Looking forward to fiscal year 2025, the analyst firm also suggests that advancements in artificial intelligence (AI) could provide additional momentum for Varonis.
The company's management team has been recognized by JPMorgan as one of the more promising in terms of demand outlook within their coverage universe. This positive assessment is supported by recent discussions with channel partners, indicating strong growth in the core Data Security markets that Varonis serves.
In terms of valuation, Varonis is currently trading at approximately 6.3 times its expected calendar year 2025 annual recurring revenue (EV/CY25 ARR), which is lower than the 7.0 times average for the companies in JPMorgan's coverage universe. This comparison further underscores the investment firm's positive outlook on Varonis Systems' stock potential moving forward.
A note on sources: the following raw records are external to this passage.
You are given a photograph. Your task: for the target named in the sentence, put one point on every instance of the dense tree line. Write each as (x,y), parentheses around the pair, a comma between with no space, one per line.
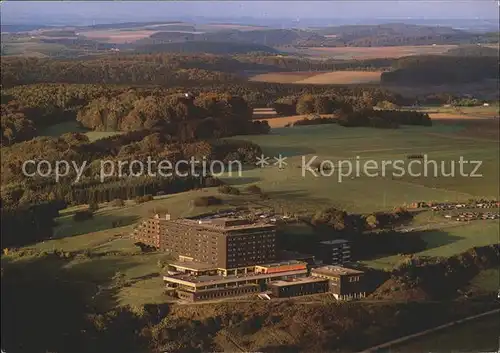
(120,70)
(393,34)
(328,103)
(165,69)
(26,219)
(15,126)
(49,104)
(182,43)
(441,70)
(188,118)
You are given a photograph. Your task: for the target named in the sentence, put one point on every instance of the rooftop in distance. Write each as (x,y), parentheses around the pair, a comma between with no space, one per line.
(300,280)
(222,223)
(335,270)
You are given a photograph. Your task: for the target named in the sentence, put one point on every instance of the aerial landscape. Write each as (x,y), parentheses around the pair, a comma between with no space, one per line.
(250,176)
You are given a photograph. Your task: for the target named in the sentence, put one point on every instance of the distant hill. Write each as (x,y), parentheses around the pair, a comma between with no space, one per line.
(441,69)
(398,34)
(473,50)
(204,47)
(270,37)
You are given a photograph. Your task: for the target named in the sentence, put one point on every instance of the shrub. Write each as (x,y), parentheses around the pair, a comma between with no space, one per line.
(253,189)
(207,201)
(227,189)
(80,216)
(117,203)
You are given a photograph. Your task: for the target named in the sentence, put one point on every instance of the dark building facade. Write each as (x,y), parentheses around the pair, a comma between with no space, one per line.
(344,283)
(224,242)
(299,286)
(200,283)
(334,252)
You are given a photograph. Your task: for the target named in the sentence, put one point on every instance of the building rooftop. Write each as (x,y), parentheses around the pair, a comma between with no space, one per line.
(283,283)
(286,255)
(215,279)
(282,263)
(335,241)
(193,265)
(335,270)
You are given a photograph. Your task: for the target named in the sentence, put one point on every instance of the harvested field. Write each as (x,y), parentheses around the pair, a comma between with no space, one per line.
(341,77)
(283,121)
(320,78)
(228,26)
(118,36)
(347,53)
(264,113)
(284,77)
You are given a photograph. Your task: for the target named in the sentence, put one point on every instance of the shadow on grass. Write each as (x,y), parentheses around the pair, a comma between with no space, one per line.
(45,302)
(67,227)
(370,246)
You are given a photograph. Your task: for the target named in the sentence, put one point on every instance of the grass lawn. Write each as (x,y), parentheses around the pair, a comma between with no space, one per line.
(290,188)
(112,252)
(479,335)
(448,241)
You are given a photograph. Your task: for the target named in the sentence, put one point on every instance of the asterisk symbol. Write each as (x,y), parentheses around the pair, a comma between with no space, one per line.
(262,161)
(280,161)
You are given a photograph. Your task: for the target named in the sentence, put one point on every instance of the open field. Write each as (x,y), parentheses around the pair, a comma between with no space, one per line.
(117,36)
(320,78)
(359,53)
(480,335)
(284,77)
(31,48)
(447,242)
(112,252)
(290,188)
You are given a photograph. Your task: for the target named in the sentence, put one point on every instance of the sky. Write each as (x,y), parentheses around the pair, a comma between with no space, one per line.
(15,11)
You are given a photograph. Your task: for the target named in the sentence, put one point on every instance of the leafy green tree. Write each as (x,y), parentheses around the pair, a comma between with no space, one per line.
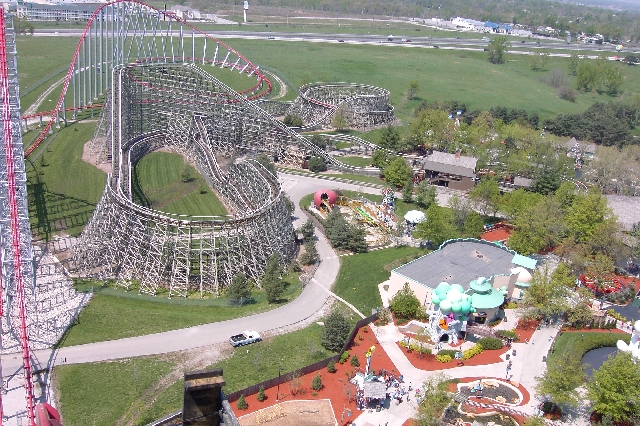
(560,381)
(307,229)
(404,303)
(316,164)
(336,331)
(242,403)
(586,213)
(407,191)
(380,159)
(355,362)
(413,89)
(439,226)
(613,389)
(426,194)
(398,172)
(486,196)
(497,49)
(390,138)
(239,288)
(545,297)
(574,61)
(272,282)
(266,162)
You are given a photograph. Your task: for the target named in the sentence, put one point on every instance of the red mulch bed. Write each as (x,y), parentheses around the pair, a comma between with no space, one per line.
(335,384)
(429,363)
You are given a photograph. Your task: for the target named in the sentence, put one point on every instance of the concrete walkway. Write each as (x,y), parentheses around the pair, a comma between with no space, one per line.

In other recent news, Varonis Systems reported a robust first quarter with a significant 17% increase in annual recurring revenue (ARR) to $560.3 million. This growth is largely due to the company's successful transition to a software-as-a-service (SaaS) model and the positive market response to its Managed Detection and Response (MDDR) service.
TD Cowen maintained its Buy rating on Varonis, citing the company's strong position to capitalize on the growing demand in the data security sector. The firm also highlighted Varonis's strategic moves, indicating that the company is on track to achieve its ambitious target of $1 billion in ARR by the fiscal year 2027.
RBC Capital and Baird have also recently updated their assessments of Varonis Systems. Baird increased its price target on the stock to $50, acknowledging the company's significant progress in its transition to a SaaS model.
RBC Capital, on the other hand, raised its price target to $58 following Varonis' impressive performance in the recent quarter, which surpassed consensus expectations and demonstrated strong growth in its SaaS offerings.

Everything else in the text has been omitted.